Voltei ao banco de jardim há uma semana, sem imaginar que voltaria a vê-lo, não naquele banco de jardim, mas num lugar ainda mais mágico, onde as borboletas se multiplicam no ar com golpes de magia. É um esconderijo claro e arrumado, longe da cidade e perto do mar. Nos dias de vento ouvem-se as ondas, embora a playlist seja tão boa que só me apetece fechar os olhos e deixar-me ir. Ele adivinha tudo o que gosto, como se há muito me conhecesse. A sua voz é tão certa que me acalma assim que oiço e os seus abraços são muito longos e muito perfeitos. Eu sei que não é comum ligar o advérbio muito com adjectivos tão fortes como perfeito ou maravilhoso, mas é isso mesmo que sinto. E quando ele me explica os caminhos do seu coração eu digo-lhe, estás muito certo, porque está mesmo.
No Brasil diz-se de um homem complicado que esse cara é todo errado. O meu rapaz da play-list é, por oposição, bastante certo, porque acerta muito. Ele acerta quando estou triste e sabe como me animar. Ele acerta nos beijos, nas mãos, com o corpo todo. Ele acerta quando me desmancha os argumentos ingénuos que atiro para o ar. E ainda acerta quando lhe peço uma opinião. Acerta no café forte que faz de manhã e nos iogurtes com morangos, cortados em pedaços, sempre do tamanho certo, suficientemente pequenos para não transbordarem da taça, mas não tão pequenos que não se possam trincar com prazer. Ele acerta porque me ouve. Quando eu falo, ele ouve tudo. E ouve as pausas, o riso, e adivinha nos desenhos que faço no ar com os meus braços de espantalho empolgado o que lhe quero mostrar. Ele adivinha no meu sorriso se preciso de um elogio, de um beliscão ou apenas de silêncio.

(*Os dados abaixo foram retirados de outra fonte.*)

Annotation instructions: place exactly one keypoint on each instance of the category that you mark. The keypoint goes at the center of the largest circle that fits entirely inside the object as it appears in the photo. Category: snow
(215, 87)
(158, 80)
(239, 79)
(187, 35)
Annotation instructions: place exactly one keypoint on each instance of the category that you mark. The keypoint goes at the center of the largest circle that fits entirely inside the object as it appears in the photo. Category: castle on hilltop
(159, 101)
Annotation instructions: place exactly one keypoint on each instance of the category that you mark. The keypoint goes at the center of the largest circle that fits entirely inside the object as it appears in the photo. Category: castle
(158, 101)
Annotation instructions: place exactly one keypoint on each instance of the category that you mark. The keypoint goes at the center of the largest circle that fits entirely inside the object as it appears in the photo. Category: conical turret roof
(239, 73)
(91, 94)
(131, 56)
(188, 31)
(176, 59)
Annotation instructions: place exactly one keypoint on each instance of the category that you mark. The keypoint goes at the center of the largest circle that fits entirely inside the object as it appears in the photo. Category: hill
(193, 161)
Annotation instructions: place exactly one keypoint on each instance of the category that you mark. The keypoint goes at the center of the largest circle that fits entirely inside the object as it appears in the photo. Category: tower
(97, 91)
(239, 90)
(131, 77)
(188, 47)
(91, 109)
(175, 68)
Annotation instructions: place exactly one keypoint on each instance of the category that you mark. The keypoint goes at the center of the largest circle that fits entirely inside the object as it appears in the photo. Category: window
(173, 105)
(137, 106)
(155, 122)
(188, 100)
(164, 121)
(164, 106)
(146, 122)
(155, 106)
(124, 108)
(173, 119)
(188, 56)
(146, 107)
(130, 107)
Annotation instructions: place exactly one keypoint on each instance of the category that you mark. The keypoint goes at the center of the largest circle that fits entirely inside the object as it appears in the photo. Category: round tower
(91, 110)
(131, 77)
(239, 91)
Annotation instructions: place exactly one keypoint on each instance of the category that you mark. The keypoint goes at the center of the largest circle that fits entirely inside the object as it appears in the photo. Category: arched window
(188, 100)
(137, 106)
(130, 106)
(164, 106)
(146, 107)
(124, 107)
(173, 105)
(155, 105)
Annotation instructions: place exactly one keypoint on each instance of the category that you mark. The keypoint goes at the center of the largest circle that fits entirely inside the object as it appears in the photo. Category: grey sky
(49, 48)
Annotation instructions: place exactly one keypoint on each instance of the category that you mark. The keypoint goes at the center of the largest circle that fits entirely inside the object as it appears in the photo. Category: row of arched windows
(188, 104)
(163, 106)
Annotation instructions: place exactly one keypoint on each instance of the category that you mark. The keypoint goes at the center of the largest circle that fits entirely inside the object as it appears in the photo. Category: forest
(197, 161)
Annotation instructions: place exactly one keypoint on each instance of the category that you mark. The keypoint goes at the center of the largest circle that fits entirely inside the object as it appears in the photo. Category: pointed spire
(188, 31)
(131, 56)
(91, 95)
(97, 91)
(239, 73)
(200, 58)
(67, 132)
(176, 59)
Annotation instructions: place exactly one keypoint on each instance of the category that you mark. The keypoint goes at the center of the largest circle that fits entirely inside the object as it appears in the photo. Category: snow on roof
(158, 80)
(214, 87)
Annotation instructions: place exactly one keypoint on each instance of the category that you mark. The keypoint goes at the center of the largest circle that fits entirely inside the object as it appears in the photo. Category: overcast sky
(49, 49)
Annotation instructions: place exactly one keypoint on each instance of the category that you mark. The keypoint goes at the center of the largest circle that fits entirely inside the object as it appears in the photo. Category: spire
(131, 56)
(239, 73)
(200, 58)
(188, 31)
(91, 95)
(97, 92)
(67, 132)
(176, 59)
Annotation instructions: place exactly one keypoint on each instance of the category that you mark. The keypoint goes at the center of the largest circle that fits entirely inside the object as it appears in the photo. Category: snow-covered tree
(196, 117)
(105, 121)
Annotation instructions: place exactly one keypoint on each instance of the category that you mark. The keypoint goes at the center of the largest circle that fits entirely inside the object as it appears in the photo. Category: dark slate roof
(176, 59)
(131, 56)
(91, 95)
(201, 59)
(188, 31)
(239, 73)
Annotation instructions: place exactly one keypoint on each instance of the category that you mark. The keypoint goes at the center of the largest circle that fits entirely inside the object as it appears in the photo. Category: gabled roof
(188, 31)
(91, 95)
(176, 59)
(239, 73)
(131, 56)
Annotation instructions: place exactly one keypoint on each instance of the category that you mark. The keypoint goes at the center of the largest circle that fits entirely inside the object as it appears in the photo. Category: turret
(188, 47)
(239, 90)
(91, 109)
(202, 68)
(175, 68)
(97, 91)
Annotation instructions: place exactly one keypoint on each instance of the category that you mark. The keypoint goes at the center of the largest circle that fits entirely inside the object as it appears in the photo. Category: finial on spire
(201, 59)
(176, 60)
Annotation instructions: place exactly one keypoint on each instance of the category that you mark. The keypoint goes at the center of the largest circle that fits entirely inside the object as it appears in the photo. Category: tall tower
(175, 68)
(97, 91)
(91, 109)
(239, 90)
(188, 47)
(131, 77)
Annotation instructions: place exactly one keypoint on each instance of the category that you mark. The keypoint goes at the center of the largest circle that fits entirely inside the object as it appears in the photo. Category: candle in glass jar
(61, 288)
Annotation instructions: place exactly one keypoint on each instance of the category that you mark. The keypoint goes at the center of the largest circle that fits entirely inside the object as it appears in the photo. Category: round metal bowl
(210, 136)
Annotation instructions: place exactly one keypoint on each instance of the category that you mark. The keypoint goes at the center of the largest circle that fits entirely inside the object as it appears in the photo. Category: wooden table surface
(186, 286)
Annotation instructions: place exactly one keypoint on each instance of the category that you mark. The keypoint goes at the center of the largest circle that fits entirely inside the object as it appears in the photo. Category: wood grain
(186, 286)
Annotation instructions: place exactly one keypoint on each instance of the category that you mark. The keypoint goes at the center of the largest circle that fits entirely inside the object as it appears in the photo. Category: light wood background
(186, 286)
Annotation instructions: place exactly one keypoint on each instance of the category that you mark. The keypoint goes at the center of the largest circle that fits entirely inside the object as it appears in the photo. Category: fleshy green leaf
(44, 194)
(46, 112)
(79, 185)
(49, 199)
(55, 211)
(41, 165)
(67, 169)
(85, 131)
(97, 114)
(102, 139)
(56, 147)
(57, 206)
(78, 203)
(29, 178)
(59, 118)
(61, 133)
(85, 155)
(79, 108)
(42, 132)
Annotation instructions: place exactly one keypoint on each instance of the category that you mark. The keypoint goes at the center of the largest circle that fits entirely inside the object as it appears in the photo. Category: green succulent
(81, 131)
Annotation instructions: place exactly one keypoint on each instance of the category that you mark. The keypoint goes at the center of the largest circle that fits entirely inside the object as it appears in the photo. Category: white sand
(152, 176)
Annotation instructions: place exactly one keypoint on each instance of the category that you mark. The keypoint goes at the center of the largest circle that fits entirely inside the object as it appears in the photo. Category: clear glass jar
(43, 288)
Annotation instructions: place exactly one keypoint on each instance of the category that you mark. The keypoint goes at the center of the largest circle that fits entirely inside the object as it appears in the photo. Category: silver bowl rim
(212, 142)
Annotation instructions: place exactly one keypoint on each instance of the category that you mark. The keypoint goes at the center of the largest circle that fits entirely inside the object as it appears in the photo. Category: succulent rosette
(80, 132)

Os homens que conhecem bem as mulheres são aqueles que sabem cuidar delas. Se um homem não cuida, se descuida e destrata, é porque ainda não percebeu o que é uma mulher e como funciona. As mulheres são seres complexos. A nossa cabeça tem novelos infinitos que se embrulham uns nos outros quando nos sentimos inseguras ou tristes. Nunca somos fáceis, mesmo quando somos leves. Nunca somos simples, mesmo quando não temos complicómetro. Um cara todo errado não tem empatia, portanto nem pensa nisso. Em algum momento poderá tentar entender-nos mas se estiver mais preocupado com o seu bem- estar e prazer, vai achar que tudo o que lhe der trabalho é uma chatice. Um homem que está bastante certo, já acertou o passo com os seus defeitos, tem calma consigo mesmo e ainda mais calma com os outros. E tem sempre calma com as mulheres de quem gosta, mesmo que nunca faça promessas inflamadas, declarações rasgadas nem acrobacias de circo.

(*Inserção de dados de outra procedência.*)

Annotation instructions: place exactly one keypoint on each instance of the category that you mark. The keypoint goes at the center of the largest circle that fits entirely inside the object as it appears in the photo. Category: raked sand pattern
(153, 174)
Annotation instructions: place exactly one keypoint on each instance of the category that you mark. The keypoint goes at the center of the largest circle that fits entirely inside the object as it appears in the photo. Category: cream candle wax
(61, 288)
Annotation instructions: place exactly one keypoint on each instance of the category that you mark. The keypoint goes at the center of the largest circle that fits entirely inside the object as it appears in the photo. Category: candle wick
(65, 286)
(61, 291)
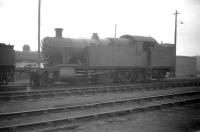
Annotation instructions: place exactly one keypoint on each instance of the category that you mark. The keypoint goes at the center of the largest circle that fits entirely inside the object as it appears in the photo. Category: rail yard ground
(177, 119)
(110, 110)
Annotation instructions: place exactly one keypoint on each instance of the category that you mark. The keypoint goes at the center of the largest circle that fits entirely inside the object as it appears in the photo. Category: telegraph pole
(175, 39)
(39, 58)
(115, 30)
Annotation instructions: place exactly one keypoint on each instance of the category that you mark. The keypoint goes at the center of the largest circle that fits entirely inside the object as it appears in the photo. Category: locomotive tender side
(7, 57)
(125, 59)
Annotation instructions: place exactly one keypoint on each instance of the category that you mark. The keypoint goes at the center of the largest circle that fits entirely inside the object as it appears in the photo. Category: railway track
(46, 118)
(36, 94)
(23, 87)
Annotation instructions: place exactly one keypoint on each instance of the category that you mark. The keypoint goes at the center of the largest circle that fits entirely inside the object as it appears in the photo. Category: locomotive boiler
(125, 59)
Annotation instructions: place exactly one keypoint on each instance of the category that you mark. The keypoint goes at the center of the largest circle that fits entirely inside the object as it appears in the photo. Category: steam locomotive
(7, 67)
(125, 59)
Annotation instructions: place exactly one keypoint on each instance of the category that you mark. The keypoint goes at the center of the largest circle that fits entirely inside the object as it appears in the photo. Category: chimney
(95, 36)
(58, 32)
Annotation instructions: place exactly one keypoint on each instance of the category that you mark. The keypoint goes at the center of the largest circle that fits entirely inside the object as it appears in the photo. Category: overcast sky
(80, 18)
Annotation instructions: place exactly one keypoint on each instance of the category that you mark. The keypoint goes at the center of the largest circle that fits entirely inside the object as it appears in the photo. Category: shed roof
(139, 38)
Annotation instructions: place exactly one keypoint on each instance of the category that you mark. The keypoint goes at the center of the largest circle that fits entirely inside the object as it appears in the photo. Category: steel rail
(98, 105)
(92, 90)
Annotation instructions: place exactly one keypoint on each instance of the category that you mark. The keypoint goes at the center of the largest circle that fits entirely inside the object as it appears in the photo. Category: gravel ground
(177, 119)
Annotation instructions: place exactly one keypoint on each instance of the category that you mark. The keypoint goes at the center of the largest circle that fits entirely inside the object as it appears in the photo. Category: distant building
(26, 48)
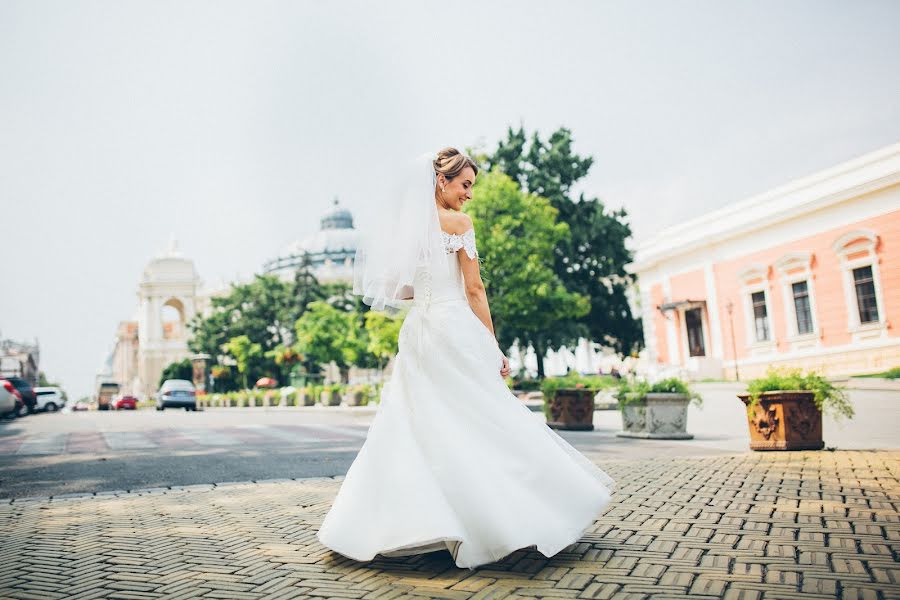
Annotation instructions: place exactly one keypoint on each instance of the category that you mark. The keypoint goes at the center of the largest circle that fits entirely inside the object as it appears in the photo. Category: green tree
(592, 260)
(181, 369)
(325, 333)
(383, 336)
(517, 235)
(263, 310)
(245, 353)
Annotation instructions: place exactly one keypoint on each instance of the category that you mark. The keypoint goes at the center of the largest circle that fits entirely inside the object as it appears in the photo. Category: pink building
(805, 275)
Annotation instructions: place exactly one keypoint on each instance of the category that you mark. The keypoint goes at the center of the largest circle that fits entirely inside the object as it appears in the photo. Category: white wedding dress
(452, 459)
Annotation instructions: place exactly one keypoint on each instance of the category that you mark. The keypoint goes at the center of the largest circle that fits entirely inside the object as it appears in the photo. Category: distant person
(453, 460)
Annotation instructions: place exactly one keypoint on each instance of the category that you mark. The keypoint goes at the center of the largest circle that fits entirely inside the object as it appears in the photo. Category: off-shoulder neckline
(463, 233)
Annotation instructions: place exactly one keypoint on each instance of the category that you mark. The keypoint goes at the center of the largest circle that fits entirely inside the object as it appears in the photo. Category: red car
(125, 403)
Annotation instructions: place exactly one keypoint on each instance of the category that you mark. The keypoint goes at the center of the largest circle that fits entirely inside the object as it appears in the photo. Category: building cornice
(869, 173)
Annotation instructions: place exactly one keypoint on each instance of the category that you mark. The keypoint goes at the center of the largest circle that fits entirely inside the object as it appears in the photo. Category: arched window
(757, 308)
(798, 293)
(857, 251)
(172, 319)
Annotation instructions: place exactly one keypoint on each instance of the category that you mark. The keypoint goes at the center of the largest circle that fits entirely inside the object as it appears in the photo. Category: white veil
(404, 236)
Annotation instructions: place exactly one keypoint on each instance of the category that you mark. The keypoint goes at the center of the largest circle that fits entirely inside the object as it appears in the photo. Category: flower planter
(571, 409)
(353, 398)
(658, 416)
(330, 398)
(784, 420)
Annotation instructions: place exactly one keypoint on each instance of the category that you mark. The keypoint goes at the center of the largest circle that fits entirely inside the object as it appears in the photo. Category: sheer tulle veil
(404, 236)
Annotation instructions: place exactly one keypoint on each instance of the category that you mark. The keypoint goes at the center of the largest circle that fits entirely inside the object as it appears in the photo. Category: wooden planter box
(330, 398)
(659, 416)
(784, 420)
(352, 398)
(571, 409)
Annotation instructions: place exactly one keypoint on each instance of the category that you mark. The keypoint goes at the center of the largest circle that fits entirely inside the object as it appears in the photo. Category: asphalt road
(86, 452)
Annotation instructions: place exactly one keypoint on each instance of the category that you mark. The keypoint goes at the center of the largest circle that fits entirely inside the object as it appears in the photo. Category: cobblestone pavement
(754, 525)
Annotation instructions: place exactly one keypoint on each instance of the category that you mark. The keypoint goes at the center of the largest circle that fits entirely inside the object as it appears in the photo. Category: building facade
(20, 359)
(330, 251)
(806, 275)
(169, 295)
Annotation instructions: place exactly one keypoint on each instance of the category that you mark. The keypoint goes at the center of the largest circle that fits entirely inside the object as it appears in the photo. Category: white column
(712, 310)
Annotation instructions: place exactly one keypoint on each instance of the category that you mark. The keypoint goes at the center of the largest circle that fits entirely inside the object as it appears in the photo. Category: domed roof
(336, 235)
(171, 266)
(337, 218)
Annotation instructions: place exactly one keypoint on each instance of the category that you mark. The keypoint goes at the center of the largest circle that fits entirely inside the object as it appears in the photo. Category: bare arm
(475, 292)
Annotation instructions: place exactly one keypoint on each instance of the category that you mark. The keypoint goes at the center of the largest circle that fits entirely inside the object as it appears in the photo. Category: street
(90, 452)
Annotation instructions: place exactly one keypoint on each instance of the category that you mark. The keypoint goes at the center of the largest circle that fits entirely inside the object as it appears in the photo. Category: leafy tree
(263, 310)
(517, 236)
(244, 352)
(592, 260)
(383, 336)
(325, 333)
(181, 369)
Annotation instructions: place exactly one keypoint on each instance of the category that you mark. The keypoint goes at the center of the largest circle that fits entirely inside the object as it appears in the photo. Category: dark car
(125, 403)
(29, 397)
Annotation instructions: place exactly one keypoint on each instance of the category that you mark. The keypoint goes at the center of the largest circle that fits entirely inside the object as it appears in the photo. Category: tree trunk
(539, 351)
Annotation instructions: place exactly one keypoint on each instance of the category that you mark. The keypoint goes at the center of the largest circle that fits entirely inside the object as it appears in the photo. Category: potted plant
(656, 411)
(569, 401)
(305, 396)
(353, 396)
(784, 409)
(330, 395)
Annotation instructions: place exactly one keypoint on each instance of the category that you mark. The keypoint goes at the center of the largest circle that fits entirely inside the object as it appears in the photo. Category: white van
(49, 399)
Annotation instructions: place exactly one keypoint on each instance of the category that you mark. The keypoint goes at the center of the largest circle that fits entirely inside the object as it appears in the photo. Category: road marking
(208, 437)
(340, 429)
(127, 440)
(271, 433)
(44, 443)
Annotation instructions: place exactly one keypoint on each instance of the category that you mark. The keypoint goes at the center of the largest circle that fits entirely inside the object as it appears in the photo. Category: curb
(195, 487)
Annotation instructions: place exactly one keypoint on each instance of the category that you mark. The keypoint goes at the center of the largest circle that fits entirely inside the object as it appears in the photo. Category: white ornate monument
(167, 294)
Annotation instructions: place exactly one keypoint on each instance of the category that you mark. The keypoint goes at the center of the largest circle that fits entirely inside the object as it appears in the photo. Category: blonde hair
(450, 162)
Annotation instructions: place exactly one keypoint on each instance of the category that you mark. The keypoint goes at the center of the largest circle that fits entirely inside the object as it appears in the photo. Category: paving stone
(752, 526)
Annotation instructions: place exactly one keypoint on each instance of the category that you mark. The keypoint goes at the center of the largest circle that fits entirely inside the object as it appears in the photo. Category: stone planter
(330, 398)
(784, 420)
(659, 416)
(571, 409)
(353, 398)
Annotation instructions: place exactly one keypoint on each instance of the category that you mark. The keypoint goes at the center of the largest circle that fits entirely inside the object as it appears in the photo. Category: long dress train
(452, 458)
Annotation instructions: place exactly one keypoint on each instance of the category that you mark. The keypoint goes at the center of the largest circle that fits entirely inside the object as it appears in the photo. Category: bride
(452, 459)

Fecho os olhos deitada na areia enquanto sinto os raios de sol a conversarem com a minha pele. Oiço a playlist num estado de sonho lúcido. É tão boa, tão certa. Quando voltar ao refúgio claro e arrumado, sei que vou receber todos os abraços que precisar naquele dia. Sei que quem me abrir a porta, está a abrir-me a sua vida, a sua casa, o seu lugar. Sempre sem agendas escondidas, nem segundos processadores ligados, porque a verdade é a forma mais elevada de intimidade. Sei que posso confiar, desabafar, rir, chorar, partilhar, agarrar, dormir, acordar, ficar ou partir sem medo de nada. Sei que naquele lugar o mundo é tranquilo. Sei que estou protegida. E sei que serei feliz.
Nunca percebi se a felicidade é feita de momentos dispersos no tempo ou o resultado da nossa capacidade de amar tudo o que a vida nos traz de bom e de deitar para o lixo aquilo que nos faz mal, mas agora também não me interessa. Cheguei a um lugar onde me sinto em casa. É uma grande paz, após tão longa espera. Uma paz na qual descanso e me retempero. Aceitar nunca foi um verbo tão fácil. Ouvir e aprender nunca me souberam tão bem. Estar tornou-se um estado de graça.
Voltarei quando a vida assim o entender, o rapaz todo certo vai estar sempre lá para mim, disso já tenho a certeza. E com isso já me acertei com a vida.